Jan 29, 2004 00:08
As I drove into work this morning I realized that the fundamental nature of time is that it's like a river. If we're all traveling down said river in a constant motion and each decision or indecision we have is a stroke of the paddle or a flail of the arm that hastens us down the river of time. However, rivers are a part of nature, just as much as time is. So couldn't time be as unpredictable as a river?
My point is, along the river there could be a storm upstream which causes a flood downstream, but eventually the flood receeds and everything returns to normal. There are also offshoots of rivers into creeks and ponds and lakes which are still a part of the river, but seperate entities themselves. One could theorize that if time is a wound up river full of curves and offshoots, that it's very possible to bypass the flow of time, return to a moment earlier which could have disastrous effects, but nature corrects such abnormalities.
As far fetched as it may seem, this may be the cause of deja vu, or even ghostly apparitions that one experiences. Nature correcting the shift in time or a time traveler's mistake of changing cause before effect. Which leads me to the subject of this post. How can effect influence cause? As linear as our minds work, we take for granted that each effect gives birth to another cause. A car crashes into a tree causing the tree to fall, the effect of the tree falling causes the animal to die that lives in the tree. Cause effects cause effects cause... inifinitely. A cascading of events.

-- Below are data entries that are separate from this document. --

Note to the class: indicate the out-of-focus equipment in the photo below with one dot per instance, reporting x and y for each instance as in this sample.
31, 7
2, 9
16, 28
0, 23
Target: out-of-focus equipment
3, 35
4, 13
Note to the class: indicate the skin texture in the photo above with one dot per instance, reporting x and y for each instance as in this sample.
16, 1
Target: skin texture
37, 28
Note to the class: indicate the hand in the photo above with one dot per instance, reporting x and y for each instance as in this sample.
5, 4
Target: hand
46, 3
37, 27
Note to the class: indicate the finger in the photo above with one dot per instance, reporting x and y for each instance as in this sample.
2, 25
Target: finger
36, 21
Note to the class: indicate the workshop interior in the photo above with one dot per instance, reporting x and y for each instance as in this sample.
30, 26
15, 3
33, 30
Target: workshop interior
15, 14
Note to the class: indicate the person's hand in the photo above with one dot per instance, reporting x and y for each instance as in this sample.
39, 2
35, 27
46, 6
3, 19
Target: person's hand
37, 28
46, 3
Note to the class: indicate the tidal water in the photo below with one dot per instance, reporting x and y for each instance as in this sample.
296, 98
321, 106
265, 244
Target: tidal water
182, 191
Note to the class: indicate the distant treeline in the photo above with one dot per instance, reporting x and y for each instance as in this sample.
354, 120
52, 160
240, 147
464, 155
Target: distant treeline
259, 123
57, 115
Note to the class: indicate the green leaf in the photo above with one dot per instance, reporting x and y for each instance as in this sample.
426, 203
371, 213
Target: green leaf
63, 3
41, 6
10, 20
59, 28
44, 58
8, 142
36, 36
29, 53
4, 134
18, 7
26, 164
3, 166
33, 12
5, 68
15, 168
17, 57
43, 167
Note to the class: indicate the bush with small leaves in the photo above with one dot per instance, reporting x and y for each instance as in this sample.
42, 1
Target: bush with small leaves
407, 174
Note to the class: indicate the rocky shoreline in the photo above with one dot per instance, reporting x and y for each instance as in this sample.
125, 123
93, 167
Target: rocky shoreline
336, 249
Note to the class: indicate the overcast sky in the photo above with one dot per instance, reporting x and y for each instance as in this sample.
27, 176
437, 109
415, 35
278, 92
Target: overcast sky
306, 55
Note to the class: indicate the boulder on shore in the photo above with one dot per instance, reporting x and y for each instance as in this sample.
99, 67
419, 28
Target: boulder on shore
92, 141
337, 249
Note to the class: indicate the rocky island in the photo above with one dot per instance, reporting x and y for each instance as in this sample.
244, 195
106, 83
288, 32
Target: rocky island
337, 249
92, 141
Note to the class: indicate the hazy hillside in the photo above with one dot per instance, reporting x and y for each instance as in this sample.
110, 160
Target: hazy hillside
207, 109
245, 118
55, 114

I imagine it like a champagne glass pyramid... you start pouring into one glass which fills, filling two more and four more and the like until all the glasses are trickled down. Each decision is a glass, each filling of the glass is the probability wave that comes with every decision. (Remember Shroedinger's cat?) Put this together with the river analogy to time and you have the way our universe could work.
The way to physically enter the past? Hawking predicts that upon entering a black hole, one could come out of it (assuming they miss the event horizon) and arrive BEFORE you actually flew into it. Now in doing that no information would actually come out because on a quantum level, the matter would be converted to energy and come out as antimatter... so what actually happens would be the antimatter spewing out of a black hole is actually our future particles being destroyed by the black hole itself.
An interesting concept but not too far fetched seeing as how every day we observe the birth of universes that are all but dead now simply because the light that has reached us is trillions of years old. Entire galaxies may not exist because a black hole has eaten them and not found it's way into our region yet. How would we even deal with a black hole with the technology we have today?
The limitations of the human mind should be able to be broadened to encompass more. Spirituality may be one of the keys. I mean look at the mayan's and aztec's both extremely skilled civilizations that were technologically advanced compared to others, but unfortunately with the technology, they still had no concept of protection against diseases simply because they had focused all their energy on understanding the eternal. How's that for irony.
Lots of times people wonder what could have, should have, would have... but the fact is that it did, can, will, didn't, wouldn't, couldn't, and shouldn't but did all in the nature of time.